Metadata-Version: 2.4
Name: cisl
Version: 0.2.3
Summary: Ensemble of tools for CISL data
Author-email: Yen-Ting Liu <ytliu2@illinois.edu>
License-Expression: Apache-2.0
Project-URL: Homepage, https://chemimage.illinois.edu/
Project-URL: Repository, https://github.com/chemimage/cisl-py
Project-URL: Issues, https://github.com/chemimage/cisl-py/issues
Keywords: spectroscopy,microscope,microscopy,chemical imaging
Classifier: Operating System :: MacOS
Classifier: Operating System :: Microsoft :: Windows
Classifier: Operating System :: POSIX :: Linux
Classifier: Programming Language :: Python :: 3
Classifier: Programming Language :: Python :: 3 :: Only
Classifier: Programming Language :: Python :: 3.12
Classifier: Programming Language :: Python :: 3.13
Classifier: Programming Language :: Python :: 3.14
Classifier: Topic :: Scientific/Engineering
Requires-Python: >=3.12
Description-Content-Type: text/markdown
License-File: LICENSE
Requires-Dist: click
Requires-Dist: coloredlogs
Requires-Dist: dask
Requires-Dist: h5py>=3.16.0
Requires-Dist: imageio
Requires-Dist: matplotlib
Requires-Dist: natsort
Requires-Dist: numpy
Requires-Dist: pandas
Requires-Dist: parse
Requires-Dist: pint
Requires-Dist: psutil
Requires-Dist: pybaselines
Requires-Dist: pyfftw>=0.15.1
Requires-Dist: pympler>=1.1
Requires-Dist: SciencePlots
Requires-Dist: scikit-image
Requires-Dist: scipy
Requires-Dist: spectral
Requires-Dist: tifffile
Requires-Dist: tqdm
Requires-Dist: xarray
Dynamic: license-file

# cisl

This project is managed with `uv`.

## Setup

Install the project and development dependencies:

```powershell
uv sync --dev
```

`uv` will create a local virtual environment in `.venv` and use the Python version
declared in `.python-version` (`3.12`).

## Test Data

Some tests depend on sample datasets under `tests/samples/`, and those files are
tracked with Git LFS rather than regular git blobs.

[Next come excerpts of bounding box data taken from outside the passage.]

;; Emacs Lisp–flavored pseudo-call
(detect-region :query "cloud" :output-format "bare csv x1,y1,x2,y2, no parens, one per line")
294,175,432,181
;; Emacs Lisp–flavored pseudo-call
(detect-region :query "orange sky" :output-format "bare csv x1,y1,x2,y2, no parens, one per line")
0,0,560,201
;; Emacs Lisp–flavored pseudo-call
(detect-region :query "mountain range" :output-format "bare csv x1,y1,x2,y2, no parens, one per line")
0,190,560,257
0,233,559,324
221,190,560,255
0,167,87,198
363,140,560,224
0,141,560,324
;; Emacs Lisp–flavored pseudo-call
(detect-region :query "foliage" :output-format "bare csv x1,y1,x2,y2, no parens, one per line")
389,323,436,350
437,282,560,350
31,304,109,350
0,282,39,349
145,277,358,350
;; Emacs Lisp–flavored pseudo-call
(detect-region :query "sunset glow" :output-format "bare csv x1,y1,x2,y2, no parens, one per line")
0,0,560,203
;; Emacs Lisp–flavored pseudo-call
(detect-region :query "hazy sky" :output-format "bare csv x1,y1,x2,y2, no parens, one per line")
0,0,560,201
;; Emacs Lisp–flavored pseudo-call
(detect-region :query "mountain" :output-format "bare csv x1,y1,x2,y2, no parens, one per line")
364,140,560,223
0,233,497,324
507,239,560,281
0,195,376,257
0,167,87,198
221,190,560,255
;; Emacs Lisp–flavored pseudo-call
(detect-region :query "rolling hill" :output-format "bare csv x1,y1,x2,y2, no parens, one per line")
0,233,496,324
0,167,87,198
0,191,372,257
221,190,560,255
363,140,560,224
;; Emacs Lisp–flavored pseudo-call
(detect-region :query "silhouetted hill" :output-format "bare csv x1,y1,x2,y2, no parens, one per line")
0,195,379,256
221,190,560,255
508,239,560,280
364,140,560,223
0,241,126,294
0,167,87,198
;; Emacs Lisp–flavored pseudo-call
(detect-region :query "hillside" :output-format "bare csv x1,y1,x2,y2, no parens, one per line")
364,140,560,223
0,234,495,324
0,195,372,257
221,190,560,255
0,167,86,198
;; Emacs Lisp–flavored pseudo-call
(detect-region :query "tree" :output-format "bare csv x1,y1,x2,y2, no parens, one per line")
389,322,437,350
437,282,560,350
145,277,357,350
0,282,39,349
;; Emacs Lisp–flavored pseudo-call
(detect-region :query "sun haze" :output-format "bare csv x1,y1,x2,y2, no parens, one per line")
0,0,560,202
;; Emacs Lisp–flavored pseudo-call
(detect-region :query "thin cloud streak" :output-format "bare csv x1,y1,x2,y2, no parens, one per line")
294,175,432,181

After cloning the repository, fetch them with:

```powershell
git lfs install
git lfs pull
```

If files under `tests/samples/` look like small pointer text files instead of
real binary data, Git LFS content has not been downloaded yet.

## Common commands

Run the CLI:

```powershell
uv run repack <path-to-dataset>
```

Run a module or script with the project environment:

```powershell
uv run python -m cisl.scripts.repack --help
```

Install a Jupyter kernel for the synced environment:

```powershell
uv run python -m ipykernel install --user --name cisl-py
```

## ENVI I/O

The ENVI reader supports both eager and lazy access.

```python
from cisl.io import envi

eager = envi.open("dataset.hdr")
lazy = envi.open("dataset.hdr", lazy=True)
chunked = envi.open(
    "dataset.hdr",
    chunks={"wavenumber": 16, "y": 512, "x": 512},
)
```

Implementation detail:

- `spectral` is still used for ENVI header parsing and file creation.
- The data path uses a direct `numpy.memmap` backend.
- Lazy reads wrap that memmap with `dask.array`, so slices and reductions can stay out-of-core until you call `.compute()`.

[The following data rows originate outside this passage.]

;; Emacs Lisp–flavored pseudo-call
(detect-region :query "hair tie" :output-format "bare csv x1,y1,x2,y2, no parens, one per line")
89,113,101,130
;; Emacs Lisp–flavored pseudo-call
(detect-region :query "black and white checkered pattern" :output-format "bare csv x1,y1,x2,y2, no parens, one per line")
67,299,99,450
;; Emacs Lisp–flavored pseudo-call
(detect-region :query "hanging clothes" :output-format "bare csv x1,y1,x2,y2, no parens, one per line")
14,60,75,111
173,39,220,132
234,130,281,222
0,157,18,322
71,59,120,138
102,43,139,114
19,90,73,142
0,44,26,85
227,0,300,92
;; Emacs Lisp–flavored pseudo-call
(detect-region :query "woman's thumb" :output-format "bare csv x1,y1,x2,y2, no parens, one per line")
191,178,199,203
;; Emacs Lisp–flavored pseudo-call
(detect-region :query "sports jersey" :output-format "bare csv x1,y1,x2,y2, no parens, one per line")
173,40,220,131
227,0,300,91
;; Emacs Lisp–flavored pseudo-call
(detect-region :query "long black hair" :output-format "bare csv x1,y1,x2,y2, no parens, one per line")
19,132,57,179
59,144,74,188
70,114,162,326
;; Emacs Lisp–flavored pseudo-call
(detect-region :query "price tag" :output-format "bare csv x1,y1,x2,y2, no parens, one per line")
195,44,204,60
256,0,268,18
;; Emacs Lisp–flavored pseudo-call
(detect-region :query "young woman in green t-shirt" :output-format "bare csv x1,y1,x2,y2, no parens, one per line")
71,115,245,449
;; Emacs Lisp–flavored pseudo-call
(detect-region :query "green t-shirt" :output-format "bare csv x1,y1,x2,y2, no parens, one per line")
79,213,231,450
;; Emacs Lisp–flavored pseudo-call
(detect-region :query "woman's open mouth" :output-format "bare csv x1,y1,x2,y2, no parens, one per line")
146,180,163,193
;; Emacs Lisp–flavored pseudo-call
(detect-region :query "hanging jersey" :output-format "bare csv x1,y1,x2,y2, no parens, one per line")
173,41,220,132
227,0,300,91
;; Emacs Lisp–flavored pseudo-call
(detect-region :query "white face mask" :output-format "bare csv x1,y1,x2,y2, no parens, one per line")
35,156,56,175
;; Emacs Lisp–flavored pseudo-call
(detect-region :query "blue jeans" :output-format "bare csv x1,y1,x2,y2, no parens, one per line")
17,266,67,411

Writes are also chunk-friendly:

```python
envi.save("out.hdr", chunked)
```

If the input is dask-backed, `envi.save` writes one chunk at a time into an ENVI memmap instead of materializing the full cube first.

## Dask Memory Notes

Dask delays work, but it does not make large arrays free. The common ways to still run out of memory are:

- calling `.values`, `.to_numpy()`, or `.compute()` on the full cube
- using chunks that are too large for the operation
- triggering implicit rechunking or other operations that need big temporary arrays

Practical guidance:

- choose chunks when opening the file
- slice or reduce before computing
- avoid converting the whole array to NumPy unless you really need it
- keep chunk sizes moderate and aligned with how you plan to process the data

## Notebook Demo

See [notebooks/demos/Read core_2x2 ENVI.ipynb](notebooks/demos/Read%20core_2x2%20ENVI.ipynb) for a small example that opens the sample `core_2x2.hdr` dataset lazily and reads a spectrum plus a single-band image.